Note that the communication is checked anytime you restart the agent,
so you will receive one of the two messages above.
-
In an xterm window (can be on mars),
-
"telnet termsrv2 5005" (5005 for Tethys or cassini, 5004 for dione, this
will give you the console with lots of additional information on screen
during the reboot, that may be useful in case it isn't successful)
-
login as root on cassini
-
"fasthalt"
-
go reset cassini on the CPU board in the control room
-
wait for the end of the reboot ("cassini login:" appears again)
-
control-[ to quit
-
restart DetI with OCS (feedback)
-
>tdl, if still not up, call detectors or Jim
-
>snap, if does not work, call detectors or Jim
Same procedure from dione to cassini if dione fails.

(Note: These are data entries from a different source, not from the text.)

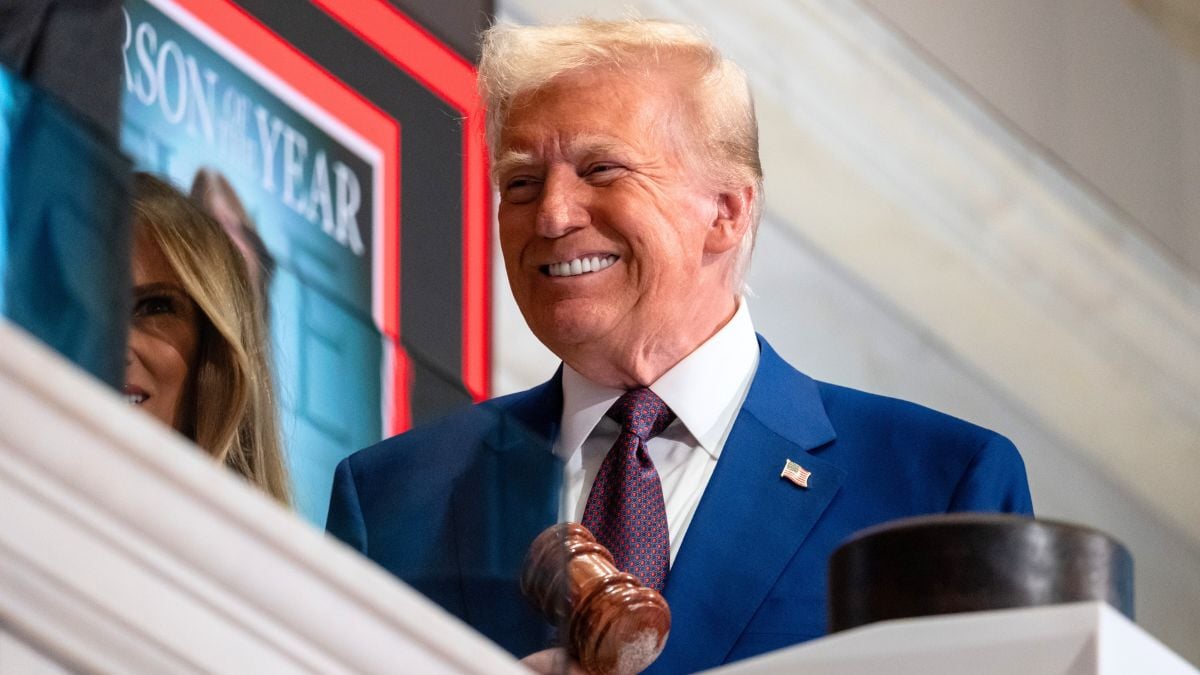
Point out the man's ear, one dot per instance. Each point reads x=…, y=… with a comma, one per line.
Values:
x=732, y=221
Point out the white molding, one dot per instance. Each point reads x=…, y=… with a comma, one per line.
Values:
x=972, y=233
x=124, y=549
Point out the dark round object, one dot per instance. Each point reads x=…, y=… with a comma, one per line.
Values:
x=971, y=562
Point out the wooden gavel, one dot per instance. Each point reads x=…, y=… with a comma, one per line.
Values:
x=615, y=625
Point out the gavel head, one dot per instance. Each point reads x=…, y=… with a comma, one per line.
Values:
x=613, y=623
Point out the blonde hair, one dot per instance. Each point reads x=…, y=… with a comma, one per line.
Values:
x=233, y=413
x=522, y=59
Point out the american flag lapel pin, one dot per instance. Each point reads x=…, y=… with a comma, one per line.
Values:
x=796, y=473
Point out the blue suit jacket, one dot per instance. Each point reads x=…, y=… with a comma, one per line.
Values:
x=451, y=507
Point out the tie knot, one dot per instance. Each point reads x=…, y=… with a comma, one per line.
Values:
x=642, y=413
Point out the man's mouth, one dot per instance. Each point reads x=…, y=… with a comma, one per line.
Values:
x=133, y=395
x=579, y=266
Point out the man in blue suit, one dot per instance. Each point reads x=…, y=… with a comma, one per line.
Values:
x=627, y=160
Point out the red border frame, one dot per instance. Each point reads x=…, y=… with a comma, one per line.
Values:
x=453, y=78
x=322, y=88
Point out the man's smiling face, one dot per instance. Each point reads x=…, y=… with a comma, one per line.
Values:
x=604, y=217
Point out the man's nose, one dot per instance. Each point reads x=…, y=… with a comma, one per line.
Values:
x=563, y=205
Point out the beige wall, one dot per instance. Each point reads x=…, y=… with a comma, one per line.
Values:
x=1095, y=82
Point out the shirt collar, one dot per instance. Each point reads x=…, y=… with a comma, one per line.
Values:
x=705, y=389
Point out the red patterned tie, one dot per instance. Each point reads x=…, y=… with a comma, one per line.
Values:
x=625, y=511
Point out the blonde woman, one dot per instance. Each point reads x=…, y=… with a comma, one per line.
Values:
x=197, y=357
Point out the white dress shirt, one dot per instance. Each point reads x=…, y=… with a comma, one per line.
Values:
x=705, y=390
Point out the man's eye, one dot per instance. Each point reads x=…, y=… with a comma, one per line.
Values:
x=603, y=171
x=521, y=190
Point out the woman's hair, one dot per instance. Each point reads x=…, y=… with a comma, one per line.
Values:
x=519, y=60
x=233, y=410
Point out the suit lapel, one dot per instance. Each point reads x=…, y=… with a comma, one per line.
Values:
x=749, y=523
x=503, y=502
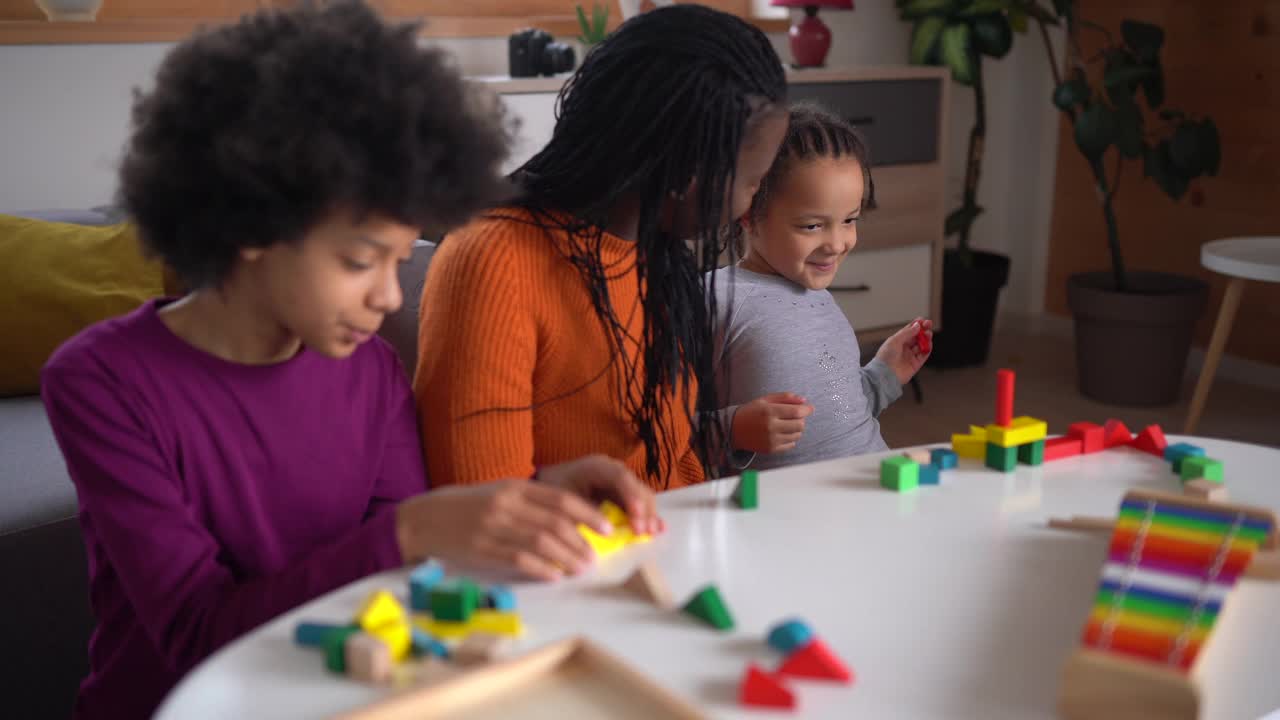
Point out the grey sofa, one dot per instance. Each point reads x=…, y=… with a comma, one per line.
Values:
x=45, y=618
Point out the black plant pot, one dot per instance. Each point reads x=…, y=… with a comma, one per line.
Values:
x=1130, y=347
x=969, y=300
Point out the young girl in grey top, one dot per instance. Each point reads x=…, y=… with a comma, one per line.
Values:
x=791, y=374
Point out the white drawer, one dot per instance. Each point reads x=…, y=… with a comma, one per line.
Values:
x=880, y=288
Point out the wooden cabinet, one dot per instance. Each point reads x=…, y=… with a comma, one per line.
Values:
x=895, y=274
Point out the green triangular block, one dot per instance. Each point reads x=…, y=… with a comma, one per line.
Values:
x=709, y=607
x=748, y=492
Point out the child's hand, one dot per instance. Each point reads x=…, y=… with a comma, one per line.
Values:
x=529, y=527
x=771, y=424
x=908, y=349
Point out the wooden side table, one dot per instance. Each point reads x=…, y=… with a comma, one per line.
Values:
x=1242, y=259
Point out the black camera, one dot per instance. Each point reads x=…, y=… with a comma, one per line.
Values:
x=534, y=53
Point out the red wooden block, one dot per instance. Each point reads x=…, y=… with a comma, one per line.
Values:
x=1091, y=436
x=1005, y=397
x=760, y=689
x=1151, y=440
x=1115, y=434
x=816, y=660
x=1060, y=447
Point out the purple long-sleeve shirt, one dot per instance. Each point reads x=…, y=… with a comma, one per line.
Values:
x=215, y=496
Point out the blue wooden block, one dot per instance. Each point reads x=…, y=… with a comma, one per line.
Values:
x=420, y=583
x=789, y=636
x=929, y=474
x=312, y=634
x=1176, y=452
x=426, y=645
x=944, y=459
x=499, y=597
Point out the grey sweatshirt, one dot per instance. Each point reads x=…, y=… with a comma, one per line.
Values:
x=775, y=336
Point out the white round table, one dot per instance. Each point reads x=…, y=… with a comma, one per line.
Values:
x=1240, y=259
x=955, y=601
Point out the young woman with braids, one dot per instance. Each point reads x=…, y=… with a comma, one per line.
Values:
x=577, y=319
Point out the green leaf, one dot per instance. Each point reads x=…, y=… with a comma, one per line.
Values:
x=956, y=53
x=986, y=7
x=924, y=40
x=1143, y=39
x=1211, y=146
x=1095, y=131
x=992, y=35
x=1153, y=85
x=961, y=218
x=1129, y=130
x=1069, y=94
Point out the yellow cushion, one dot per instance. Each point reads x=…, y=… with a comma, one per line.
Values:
x=56, y=279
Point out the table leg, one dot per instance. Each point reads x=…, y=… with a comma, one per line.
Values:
x=1221, y=329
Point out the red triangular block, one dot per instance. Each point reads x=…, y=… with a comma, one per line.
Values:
x=816, y=660
x=762, y=689
x=1115, y=434
x=1151, y=440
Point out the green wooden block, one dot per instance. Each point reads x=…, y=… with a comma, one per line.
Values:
x=1032, y=452
x=336, y=647
x=709, y=607
x=455, y=600
x=1205, y=468
x=1002, y=459
x=748, y=492
x=900, y=474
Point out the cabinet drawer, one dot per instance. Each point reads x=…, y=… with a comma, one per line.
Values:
x=878, y=288
x=899, y=117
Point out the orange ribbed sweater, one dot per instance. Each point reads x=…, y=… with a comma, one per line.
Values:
x=513, y=367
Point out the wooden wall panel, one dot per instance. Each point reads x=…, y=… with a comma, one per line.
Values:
x=1221, y=59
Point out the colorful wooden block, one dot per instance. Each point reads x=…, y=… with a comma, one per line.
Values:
x=479, y=648
x=1032, y=452
x=746, y=495
x=944, y=459
x=1002, y=459
x=1060, y=447
x=708, y=605
x=790, y=634
x=1151, y=440
x=312, y=634
x=1019, y=432
x=336, y=648
x=760, y=689
x=420, y=583
x=1202, y=488
x=1005, y=381
x=501, y=598
x=1092, y=437
x=929, y=474
x=1197, y=466
x=900, y=474
x=368, y=659
x=817, y=661
x=1115, y=434
x=455, y=600
x=1175, y=454
x=648, y=583
x=380, y=609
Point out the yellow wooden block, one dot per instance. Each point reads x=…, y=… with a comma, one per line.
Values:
x=398, y=638
x=1022, y=431
x=380, y=609
x=621, y=537
x=481, y=621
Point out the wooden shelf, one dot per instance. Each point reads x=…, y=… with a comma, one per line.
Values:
x=170, y=30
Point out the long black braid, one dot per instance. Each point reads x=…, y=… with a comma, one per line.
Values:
x=664, y=100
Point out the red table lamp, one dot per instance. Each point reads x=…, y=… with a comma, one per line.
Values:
x=810, y=37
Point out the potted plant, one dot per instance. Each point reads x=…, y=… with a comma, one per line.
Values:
x=1133, y=329
x=958, y=35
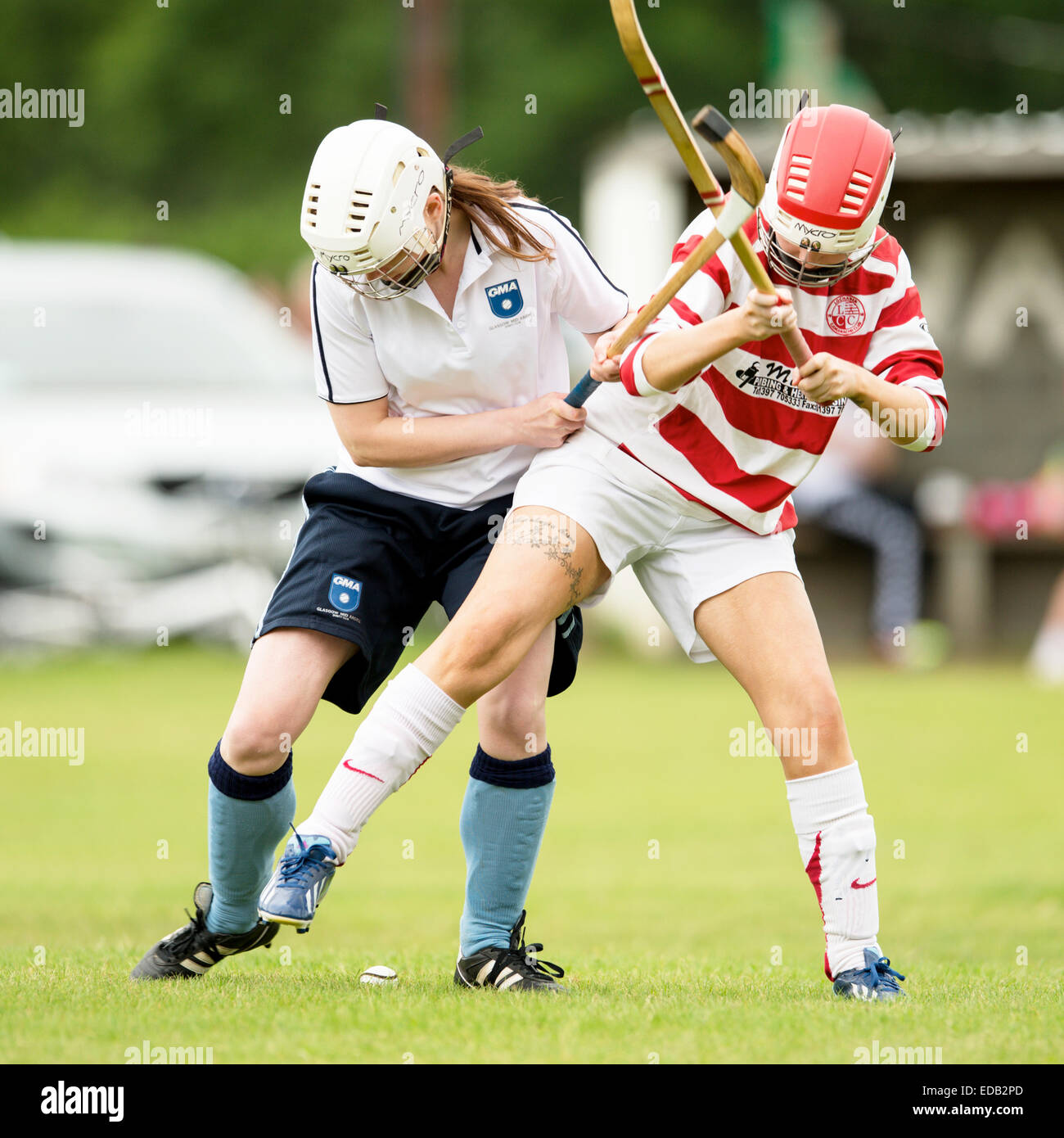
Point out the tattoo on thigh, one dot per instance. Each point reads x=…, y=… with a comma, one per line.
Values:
x=551, y=535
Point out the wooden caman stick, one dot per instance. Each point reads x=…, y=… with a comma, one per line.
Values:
x=647, y=70
x=748, y=184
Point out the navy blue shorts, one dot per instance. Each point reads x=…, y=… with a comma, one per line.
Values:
x=367, y=566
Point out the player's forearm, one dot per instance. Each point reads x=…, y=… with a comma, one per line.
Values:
x=429, y=440
x=900, y=412
x=672, y=359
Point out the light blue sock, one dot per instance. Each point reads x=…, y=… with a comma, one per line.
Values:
x=246, y=819
x=503, y=819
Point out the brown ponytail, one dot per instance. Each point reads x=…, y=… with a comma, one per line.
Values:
x=481, y=198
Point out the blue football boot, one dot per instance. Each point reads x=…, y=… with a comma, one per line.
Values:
x=877, y=980
x=300, y=882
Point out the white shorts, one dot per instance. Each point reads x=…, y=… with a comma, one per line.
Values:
x=681, y=552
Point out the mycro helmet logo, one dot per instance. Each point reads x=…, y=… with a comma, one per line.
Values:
x=506, y=300
x=345, y=593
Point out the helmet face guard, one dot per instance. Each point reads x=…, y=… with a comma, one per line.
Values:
x=401, y=273
x=800, y=271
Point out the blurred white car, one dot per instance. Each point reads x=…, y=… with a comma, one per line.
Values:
x=156, y=419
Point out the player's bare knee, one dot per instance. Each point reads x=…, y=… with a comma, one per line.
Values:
x=254, y=749
x=518, y=716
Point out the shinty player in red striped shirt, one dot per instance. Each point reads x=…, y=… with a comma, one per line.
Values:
x=684, y=472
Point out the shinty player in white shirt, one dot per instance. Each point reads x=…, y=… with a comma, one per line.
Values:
x=436, y=295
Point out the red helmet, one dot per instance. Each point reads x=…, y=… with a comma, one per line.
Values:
x=827, y=192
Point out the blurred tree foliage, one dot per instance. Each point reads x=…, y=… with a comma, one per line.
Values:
x=183, y=102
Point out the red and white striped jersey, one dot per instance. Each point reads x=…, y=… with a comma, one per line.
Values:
x=739, y=437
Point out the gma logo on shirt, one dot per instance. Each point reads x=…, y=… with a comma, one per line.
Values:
x=506, y=300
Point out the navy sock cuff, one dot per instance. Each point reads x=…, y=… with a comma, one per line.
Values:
x=521, y=774
x=248, y=788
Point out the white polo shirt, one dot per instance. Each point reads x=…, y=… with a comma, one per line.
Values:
x=502, y=349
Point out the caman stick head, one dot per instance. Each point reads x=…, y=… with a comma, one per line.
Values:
x=746, y=178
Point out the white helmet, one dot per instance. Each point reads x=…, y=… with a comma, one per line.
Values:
x=363, y=209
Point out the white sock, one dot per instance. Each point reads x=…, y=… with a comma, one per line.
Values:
x=408, y=721
x=836, y=840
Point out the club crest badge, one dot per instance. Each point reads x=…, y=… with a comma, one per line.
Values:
x=845, y=315
x=506, y=300
x=345, y=593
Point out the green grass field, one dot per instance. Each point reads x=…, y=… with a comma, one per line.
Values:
x=708, y=953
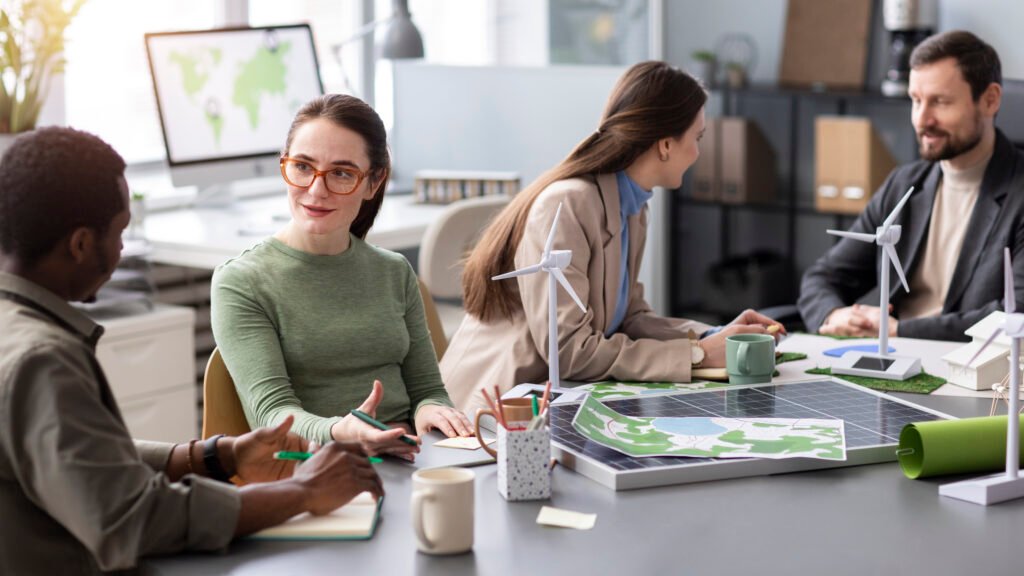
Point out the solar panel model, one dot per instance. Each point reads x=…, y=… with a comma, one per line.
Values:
x=872, y=423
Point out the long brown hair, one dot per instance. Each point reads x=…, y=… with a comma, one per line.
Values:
x=350, y=112
x=652, y=100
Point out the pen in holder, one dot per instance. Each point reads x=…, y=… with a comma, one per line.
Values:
x=523, y=458
x=523, y=447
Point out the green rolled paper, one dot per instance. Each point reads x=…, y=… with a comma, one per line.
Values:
x=945, y=447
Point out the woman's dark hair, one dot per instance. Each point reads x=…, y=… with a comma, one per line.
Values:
x=52, y=181
x=652, y=100
x=350, y=112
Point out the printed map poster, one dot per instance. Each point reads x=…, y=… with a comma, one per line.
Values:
x=711, y=437
x=231, y=93
x=614, y=391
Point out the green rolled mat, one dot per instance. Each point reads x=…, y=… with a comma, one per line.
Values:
x=944, y=447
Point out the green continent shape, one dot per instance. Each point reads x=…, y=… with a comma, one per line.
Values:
x=262, y=73
x=639, y=439
x=216, y=123
x=786, y=444
x=194, y=77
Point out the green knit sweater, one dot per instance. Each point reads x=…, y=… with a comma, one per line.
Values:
x=307, y=334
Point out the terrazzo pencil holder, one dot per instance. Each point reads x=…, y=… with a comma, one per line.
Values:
x=523, y=464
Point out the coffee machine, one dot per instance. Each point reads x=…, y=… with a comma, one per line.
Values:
x=908, y=23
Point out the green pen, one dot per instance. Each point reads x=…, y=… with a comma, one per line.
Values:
x=303, y=456
x=380, y=425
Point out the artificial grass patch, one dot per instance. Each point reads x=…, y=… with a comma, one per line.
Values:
x=922, y=383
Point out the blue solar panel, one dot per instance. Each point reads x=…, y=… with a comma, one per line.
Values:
x=872, y=423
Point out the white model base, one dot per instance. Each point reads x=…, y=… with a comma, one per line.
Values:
x=877, y=366
x=986, y=490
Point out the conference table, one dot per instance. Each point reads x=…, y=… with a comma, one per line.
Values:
x=860, y=520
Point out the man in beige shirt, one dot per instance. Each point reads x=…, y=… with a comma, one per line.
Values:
x=77, y=494
x=966, y=207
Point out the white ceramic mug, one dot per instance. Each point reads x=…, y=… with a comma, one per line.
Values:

If none of the above is the cause of trouble, call detectors.
Noisy Images
-
A software reset is unlikely to fix it,
-
>mode engineering,
-
>ids, will give the three boards status, should indicate KIR, otherwise:
-
dewar not connected
-
error status on the VME board, see below.
-
error status on the Timing or Utility board,
-
>rsthdr, reset the 3U crate, hence the Timing and Utility boards,
-
>ids, should always indicate a status error (ERR) for those two
boards after a reset,
-
>preexp, will reload the software for the boards,
-
>ids, should now indicate KIR for the three boards,
-
>snap with a short exposure time to check everything is back to
life,
-
>mode observing, not to forget as observers are not supposed to
have access to those commands.
-
if still noisy, reset the 3U crate from the reset button itself, >tdl,
>snap
-
if still noisy, try another reset of the 3U crate from DetI(>rsthdr),
>ids, >tdl, >snap
-
if still noisy, power cycle the 3U crate, >tdl, >snap and...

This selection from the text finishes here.